1Mit einer grünlichen Maske, der langen, schnabelartigen Nase, den runden Vogelaugen, erinnert er an ein Wesen, halb Mensch, halb Tier. Verstärkt wird der Eindruck durch sein blau/schwarzes Fransenhäs-Gefieder auf rotem Grund. In der Hand hält er die Klepper, eine Mischung aus Narrenmarotte und Fruchtbarkeitssymbol, wie es den Narren seit alters her ziert

Ihn begleitete der Seiler, die dunklen Mächte verkörpernd und daneben in seinem grellroten Häs, ganz in der alten Narrentradition stehend. Ihm zur Seite stehen stehts einige Böcke und der Abbisser, als Helfer bei seinen steten Bemühen zu schnurren und zu strählen. Vornehmlich sind es die "Prominenten", die er mit seinem langen Seil einfängt und die sodann am sogenannten "Schindbock" dem Narrenvolk zur Schau gestellt werden.

Hier zeigt sich einmal mehr der Narrenbrauch, die Verhältnisse auf den Kopf zu stellen, die "Obrigkeit" durchzuhecheln, den so Gefangenen gleichsam zu "hängen und zu fleddern", d.h. mit ihm auf närrische Weise ins Gericht zu gehen. Dass dabei auch die Federn fliegen, hat eineseits mit der Figur des "Krabb" zu tun, anderseits erinnert es an das bekannte Bild von Frau Holle, wo die Federn fliegen.
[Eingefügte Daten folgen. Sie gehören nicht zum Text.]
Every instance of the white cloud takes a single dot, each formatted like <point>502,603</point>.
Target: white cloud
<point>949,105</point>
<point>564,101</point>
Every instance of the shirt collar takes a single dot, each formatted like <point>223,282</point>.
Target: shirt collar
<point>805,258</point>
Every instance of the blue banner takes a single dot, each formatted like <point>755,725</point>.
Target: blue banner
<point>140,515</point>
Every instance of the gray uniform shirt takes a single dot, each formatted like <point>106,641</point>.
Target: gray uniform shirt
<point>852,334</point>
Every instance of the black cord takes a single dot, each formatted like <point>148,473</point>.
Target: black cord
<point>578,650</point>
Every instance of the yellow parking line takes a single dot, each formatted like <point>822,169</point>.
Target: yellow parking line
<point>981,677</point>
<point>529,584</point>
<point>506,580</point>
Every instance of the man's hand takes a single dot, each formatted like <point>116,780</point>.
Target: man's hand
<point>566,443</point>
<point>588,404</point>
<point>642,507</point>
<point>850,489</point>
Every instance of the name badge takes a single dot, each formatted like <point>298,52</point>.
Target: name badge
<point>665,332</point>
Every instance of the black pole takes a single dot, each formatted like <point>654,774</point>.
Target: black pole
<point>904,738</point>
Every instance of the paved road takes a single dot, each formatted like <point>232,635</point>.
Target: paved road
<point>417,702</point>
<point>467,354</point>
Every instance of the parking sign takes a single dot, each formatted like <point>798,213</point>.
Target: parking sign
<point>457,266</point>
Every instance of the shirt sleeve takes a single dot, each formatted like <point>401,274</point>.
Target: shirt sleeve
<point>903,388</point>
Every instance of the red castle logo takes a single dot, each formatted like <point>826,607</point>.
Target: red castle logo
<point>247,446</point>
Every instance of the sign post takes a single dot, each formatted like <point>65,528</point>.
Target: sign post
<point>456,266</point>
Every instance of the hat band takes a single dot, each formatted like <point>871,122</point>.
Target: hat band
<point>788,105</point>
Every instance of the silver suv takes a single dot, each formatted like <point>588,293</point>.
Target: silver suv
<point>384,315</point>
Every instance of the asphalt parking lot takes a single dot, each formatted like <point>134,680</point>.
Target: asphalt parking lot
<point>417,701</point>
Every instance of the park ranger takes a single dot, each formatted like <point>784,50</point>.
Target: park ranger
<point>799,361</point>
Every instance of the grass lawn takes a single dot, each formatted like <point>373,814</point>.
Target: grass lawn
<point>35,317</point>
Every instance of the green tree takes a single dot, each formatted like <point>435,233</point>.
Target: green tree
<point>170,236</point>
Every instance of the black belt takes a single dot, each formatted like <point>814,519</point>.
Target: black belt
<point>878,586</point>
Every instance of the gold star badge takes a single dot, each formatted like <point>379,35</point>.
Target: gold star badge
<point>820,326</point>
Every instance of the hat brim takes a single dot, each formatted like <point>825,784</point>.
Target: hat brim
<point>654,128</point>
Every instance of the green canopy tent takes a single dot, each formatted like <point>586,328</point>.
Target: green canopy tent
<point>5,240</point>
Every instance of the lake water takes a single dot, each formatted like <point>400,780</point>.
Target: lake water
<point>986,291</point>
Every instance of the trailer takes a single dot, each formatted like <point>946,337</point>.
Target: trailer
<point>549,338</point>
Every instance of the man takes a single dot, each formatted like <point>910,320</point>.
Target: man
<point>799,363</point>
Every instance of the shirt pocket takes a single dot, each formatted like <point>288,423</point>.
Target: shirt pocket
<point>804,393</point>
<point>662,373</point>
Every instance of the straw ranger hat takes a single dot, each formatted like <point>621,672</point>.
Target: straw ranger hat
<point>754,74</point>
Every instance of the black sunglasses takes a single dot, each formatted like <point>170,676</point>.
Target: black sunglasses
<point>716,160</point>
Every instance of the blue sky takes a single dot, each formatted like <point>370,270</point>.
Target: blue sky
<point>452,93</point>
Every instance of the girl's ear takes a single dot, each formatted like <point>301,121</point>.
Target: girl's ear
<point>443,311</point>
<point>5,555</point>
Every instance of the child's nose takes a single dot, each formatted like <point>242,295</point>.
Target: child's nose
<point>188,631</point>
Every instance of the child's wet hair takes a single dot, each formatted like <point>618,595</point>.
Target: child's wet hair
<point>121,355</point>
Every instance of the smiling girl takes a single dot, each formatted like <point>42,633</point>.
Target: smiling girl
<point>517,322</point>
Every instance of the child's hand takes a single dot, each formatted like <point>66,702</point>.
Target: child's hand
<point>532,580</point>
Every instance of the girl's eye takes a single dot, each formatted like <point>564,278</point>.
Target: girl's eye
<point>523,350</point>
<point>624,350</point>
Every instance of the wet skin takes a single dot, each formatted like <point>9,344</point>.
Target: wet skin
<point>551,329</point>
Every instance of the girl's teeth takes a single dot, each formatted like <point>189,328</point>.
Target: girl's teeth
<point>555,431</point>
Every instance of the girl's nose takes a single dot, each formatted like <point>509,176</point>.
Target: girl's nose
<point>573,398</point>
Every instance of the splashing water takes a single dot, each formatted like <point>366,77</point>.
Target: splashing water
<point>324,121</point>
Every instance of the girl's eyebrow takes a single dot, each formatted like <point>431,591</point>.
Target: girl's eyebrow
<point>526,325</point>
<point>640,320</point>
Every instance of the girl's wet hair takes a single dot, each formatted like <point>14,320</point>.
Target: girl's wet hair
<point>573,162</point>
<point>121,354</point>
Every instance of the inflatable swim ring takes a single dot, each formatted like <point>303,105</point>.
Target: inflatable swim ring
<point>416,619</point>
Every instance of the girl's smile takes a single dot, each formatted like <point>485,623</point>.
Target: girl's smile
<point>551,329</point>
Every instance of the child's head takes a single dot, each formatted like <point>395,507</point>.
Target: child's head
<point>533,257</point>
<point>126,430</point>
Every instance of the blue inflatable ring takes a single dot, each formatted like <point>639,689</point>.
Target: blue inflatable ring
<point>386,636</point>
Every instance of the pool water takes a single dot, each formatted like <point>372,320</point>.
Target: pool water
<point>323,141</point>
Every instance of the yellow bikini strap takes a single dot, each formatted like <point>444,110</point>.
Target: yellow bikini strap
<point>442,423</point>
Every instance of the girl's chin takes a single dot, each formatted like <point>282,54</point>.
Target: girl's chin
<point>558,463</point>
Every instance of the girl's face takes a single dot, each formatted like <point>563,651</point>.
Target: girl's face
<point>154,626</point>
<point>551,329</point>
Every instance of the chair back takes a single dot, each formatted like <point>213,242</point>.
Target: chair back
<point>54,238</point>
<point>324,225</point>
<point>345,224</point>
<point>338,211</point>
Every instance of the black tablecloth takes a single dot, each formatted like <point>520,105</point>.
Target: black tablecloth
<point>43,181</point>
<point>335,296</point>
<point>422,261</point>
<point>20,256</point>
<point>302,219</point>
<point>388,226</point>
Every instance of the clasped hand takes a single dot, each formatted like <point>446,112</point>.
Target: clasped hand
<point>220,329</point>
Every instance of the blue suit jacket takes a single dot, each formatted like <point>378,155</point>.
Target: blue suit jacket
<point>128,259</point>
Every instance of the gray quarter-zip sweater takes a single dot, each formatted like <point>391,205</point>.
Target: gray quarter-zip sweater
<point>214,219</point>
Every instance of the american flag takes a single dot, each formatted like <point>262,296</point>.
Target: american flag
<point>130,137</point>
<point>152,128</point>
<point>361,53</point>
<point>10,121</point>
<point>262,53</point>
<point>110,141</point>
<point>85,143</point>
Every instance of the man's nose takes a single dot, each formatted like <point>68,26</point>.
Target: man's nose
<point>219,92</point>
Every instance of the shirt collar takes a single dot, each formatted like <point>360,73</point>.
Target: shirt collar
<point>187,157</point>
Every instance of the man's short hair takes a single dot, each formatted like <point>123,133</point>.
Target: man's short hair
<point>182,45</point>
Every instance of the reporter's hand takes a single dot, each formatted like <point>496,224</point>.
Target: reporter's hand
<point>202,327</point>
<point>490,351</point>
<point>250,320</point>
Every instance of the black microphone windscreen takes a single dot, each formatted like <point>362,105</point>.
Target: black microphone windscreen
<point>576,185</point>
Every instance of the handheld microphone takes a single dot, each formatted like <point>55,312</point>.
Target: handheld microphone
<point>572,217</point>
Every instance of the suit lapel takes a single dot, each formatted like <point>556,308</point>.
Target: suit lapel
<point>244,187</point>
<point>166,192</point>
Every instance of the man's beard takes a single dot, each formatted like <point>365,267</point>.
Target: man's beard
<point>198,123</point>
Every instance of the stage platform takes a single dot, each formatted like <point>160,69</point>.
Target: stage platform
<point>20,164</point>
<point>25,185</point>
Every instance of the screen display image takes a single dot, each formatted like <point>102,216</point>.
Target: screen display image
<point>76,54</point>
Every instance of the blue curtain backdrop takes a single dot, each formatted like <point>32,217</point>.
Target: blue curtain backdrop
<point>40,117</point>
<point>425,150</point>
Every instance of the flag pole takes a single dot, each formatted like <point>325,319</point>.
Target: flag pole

Man kann es also getrost als einen Brauch des Winter-Austreibens bezeichnen. Wenn der "närrische Delinquent" sodann die "Fleddersäckchen" unter die Kinder wirft, ist dies ein Tribut an die alte Heischebräuche der heimischen Fasent und nicht zuletzt muss er, bevor er sich befreien darf, die Krabben im wahrsten Sinne des Wortes zu "atzen" vesprechen - mit einem guten Trunk oder entsprechender Fasentpreise.

Auf diese Weise mit der alemannischen Fasent bekannt gemacht, geleitet von den lieblichen Marketenderinnen und begleitet vom Schall der Guggemusik "Galgenvögel", ertönt vom Delinquent in närrischem Gewand zusammen mit der Narrenschar ein kräftiges

"NARRI, NARRO ! "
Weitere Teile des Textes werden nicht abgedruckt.